Walter Olson of overlawyered.com nailed the problem with the majority ruling when he opined in an e-mail, "The impulse to get a better shake for one's kid is universal, but it's disproportionately wealthy and clever parents, with their hired lawyers and experts, who succeed in using these rules to obtain a private school education at public expense. In this case, the question was whether parents should at least try the public schools' proffer of special-ed services before declaring them inadequate, which doesn't seem to me to be too much to ask."
And what a test case. You could understand the court's order for tuition payments for private school for a severely disabled child -- but not a teenager who had managed to graduate without any special education from kindergarten to the 11th grade, when he developed a marijuana problem.
The Obama administration blithely went along because, as Solicitor General Kagan wrote, it would be wrong to leave parents with "the choice of leaving the child in an inappropriate placement or paying for an appropriate placement in a private school."
Sadly, many parents face a similar dilemma. But only parents with the resources to game experts (who will diagnose a disability) and lawyers stand to win full boarding school tuition.

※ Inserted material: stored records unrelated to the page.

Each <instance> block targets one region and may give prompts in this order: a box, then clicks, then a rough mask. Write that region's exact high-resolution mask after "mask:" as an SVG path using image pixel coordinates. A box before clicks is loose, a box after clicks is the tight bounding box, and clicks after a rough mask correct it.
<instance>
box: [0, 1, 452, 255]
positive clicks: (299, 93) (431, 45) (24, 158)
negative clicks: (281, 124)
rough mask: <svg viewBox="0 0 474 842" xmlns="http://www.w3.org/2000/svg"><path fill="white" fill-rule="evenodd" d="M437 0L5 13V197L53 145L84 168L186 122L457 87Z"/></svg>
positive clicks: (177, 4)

Noting that Souter's dissent was joined by conservative Justices Antonin Scalia and Clarence Thomas, Olson noted, "I'm still trying to figure out why being progressive on this issue means siding with the private schools and affluent parents, while the conservative justices are the ones to defend the public school ideal of universal service."
It's one of those nice people things. The government has expanded the notion of disability to the point of absurdity. But nice people refuse to look at the impending drain on public school budgets, or how one child's boarding school tuition can mean that much less funding for all the other students' educational needs.